Theo would be wise to remember his own words when assessing the value of Chapman for the Red Sox. If he was able to exercise restraint on Contreras, he should be able to do the same when it comes to the far riskier Chapman. Though Aroldis is a great talent, he is not at the level of reverence that Contreras was – and for a number of reasons.

First, Chapman is younger and less polished. His command has been questioned at times, which was evident in his start against Japan in the World Baseball Classic, where he went just 2.1 IP with 3 walks against just 1 K. Sure, one start does not a career make. However, the start does lend credence to his skeptics’ assertions of his current abilities.
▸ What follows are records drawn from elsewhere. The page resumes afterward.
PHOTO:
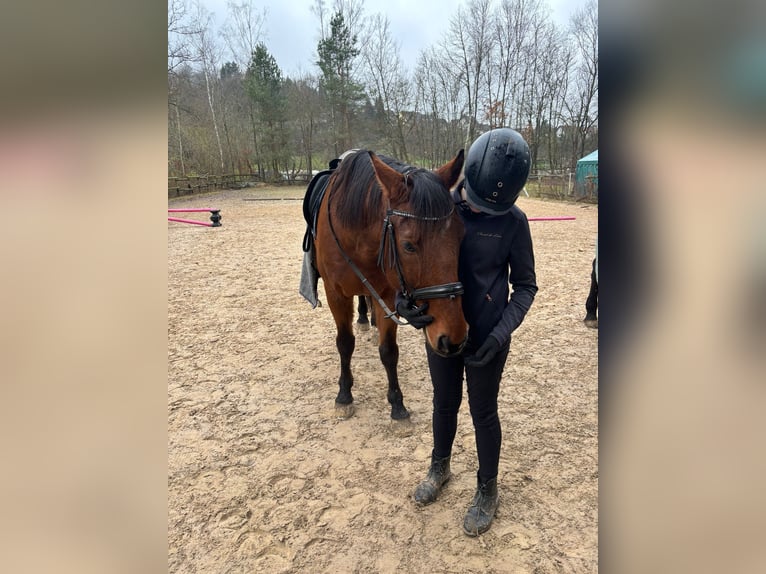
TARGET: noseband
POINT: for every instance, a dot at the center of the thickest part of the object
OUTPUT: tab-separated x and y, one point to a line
388	248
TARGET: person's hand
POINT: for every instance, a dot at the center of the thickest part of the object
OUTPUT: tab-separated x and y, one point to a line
414	314
483	354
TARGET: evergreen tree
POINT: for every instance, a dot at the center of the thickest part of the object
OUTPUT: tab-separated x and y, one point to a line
264	86
337	53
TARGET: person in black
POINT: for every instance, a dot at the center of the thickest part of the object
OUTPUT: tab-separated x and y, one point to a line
591	303
496	253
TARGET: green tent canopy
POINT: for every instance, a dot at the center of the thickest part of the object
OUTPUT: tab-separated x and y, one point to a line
586	176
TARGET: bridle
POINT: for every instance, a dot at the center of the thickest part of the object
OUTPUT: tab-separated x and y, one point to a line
388	238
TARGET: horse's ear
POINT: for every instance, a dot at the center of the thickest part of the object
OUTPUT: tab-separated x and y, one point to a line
450	172
391	181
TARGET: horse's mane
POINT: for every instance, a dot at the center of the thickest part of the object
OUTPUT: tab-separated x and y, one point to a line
357	194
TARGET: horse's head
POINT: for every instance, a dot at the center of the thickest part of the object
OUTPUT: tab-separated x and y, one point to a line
420	250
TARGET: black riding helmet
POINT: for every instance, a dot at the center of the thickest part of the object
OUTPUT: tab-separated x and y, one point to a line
496	169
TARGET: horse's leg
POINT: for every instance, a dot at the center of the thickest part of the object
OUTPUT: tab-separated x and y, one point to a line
389	356
372	315
343	312
362	322
591	303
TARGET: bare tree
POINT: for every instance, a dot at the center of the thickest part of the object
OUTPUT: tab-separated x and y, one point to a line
583	107
207	54
242	30
387	83
468	51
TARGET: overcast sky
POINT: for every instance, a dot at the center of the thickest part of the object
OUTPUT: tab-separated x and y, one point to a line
292	31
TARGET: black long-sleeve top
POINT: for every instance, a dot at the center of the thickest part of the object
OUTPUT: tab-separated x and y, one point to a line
496	255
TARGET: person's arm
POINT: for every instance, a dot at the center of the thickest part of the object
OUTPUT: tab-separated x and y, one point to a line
523	284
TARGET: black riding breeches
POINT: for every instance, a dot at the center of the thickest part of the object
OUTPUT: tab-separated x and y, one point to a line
483	387
591	303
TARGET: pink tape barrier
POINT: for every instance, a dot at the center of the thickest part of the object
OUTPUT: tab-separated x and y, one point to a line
563	218
192	221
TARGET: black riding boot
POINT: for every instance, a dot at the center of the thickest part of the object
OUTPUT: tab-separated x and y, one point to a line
439	473
479	516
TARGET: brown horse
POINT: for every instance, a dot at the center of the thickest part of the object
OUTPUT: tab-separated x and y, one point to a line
385	227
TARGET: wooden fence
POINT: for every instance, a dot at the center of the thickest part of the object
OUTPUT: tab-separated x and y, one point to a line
189	185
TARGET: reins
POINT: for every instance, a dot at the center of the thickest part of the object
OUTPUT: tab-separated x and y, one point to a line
388	236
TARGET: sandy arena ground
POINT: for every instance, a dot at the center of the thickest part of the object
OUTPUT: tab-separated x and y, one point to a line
263	478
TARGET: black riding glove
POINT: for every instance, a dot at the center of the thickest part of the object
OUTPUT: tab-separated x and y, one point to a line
415	315
483	354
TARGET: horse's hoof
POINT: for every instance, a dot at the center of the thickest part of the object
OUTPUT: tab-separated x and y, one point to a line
344	411
402	427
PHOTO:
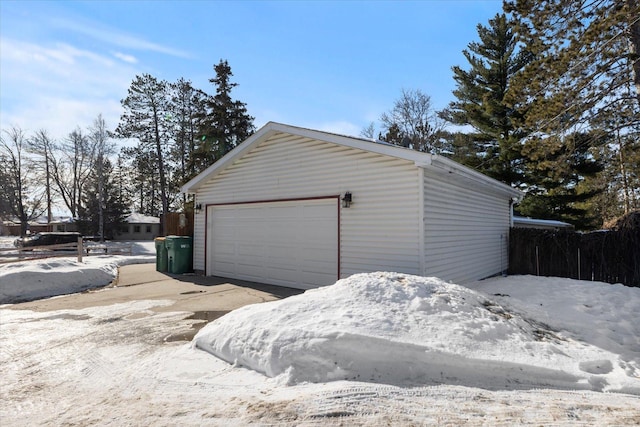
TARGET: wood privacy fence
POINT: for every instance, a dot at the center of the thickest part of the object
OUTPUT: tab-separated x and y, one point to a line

Second, he relies too heavily on his fastball. Many scouts have remarked that he needs to develop a third pitch as well as refine the command of his breaking ball in order to reach his potential. Sure, he could be a very good reliever at the major league level with an excellent fastball and average second offering. However, teams don’t hand out $50 million contracts to middle relievers with command issues.

Third, and perhaps most importantly, is that many believe that he will not be ready to contribute to an MLB team for at least one season.

For argument’s sake, let’s assume that he signs a deal on the higher end of his expected $40-$60 million range – at 5 years and $55 million. After losing out on his first year due to development, the useful life of his deal is reduced to four years, meaning that he’ll have to contribute nearly $14 million of value per year to equal the value given to him. This is about equivalent to 3.5 wins above replacement level per year, which is a difficult proposition for any player – let alone one still in development. In addition, it is especially important to remember that his price tag will be inflated due to the “prospect” moniker, which will drive lesser GMs mad, due to his implied potential.

But, let’s change gears for a moment. What of the floor of this so-called “prospect”?

Perhaps Chapman’s best failed comparable is Colt Griffin, the ninth overall pick of the Kansas City Royals in the 2001 June Draft. An 18 year-old high schooler out of Marshall, Texas, Griffin was another once-in-a-generation talent who featured a 100 mile per hour fastball and projectable body. In fact, he was so highly regarded that he even received his own feature story in ESPN the Magazine before the draft. Scouts drooled, as did general managers.

Griffin was very raw, but was nonetheless signed for a $1.85 million bonus. Things didn’t turn out so well for Colt and the Royals, as he went on to post a career line of 342.1 innings, with 262 walks against just 245 strikeouts without making it past AA – proof that no pitcher can survive on velocity alone.

Now, let’s get one thing straight. Chapman is not Colt Griffin. Griffin converted from first base late in his high school career and was uncommonly raw with extraordinarily poor command for such a highly regarded prospect. Chapman is much better. In all likelihood, he will be a very good pitcher in the MLB.

Still, he comes with far more risk and a shorter track record than any other international free agent that has debuted in recent years. After all, Daisuke Matsuzaka was on the MLB radar for years and even he has failed to live up to expectations as a major leaguer.

There is no doubting Aroldis Chapman’s talent and ultimate ceiling. However, when taking into account the price it will take to attain his services, he looks more like a $20 scratch ticket than a blank check. In the end, there are far better ways for an MLB team to use $40+ million.

If the Sox are so enamored with high-ceiling Latin American pitchers, they would be much wiser to reinvest that money. Hey, with the going rate of non-Cuban pitchers, they could sign ten Michel Inoa’s, whom the Athletics signed for $4.25 million earlier this year. Now that’s a far better investment – a prospect every bit as good as Chapman at one-tenth the cost. Sometimes it’s easier to follow precedent than to make the best decision. Don’t fret if the Yankees or some other non-Sox team signs this “prospect” for $50 million. When all is said and done, he may be more trouble than he’s worth.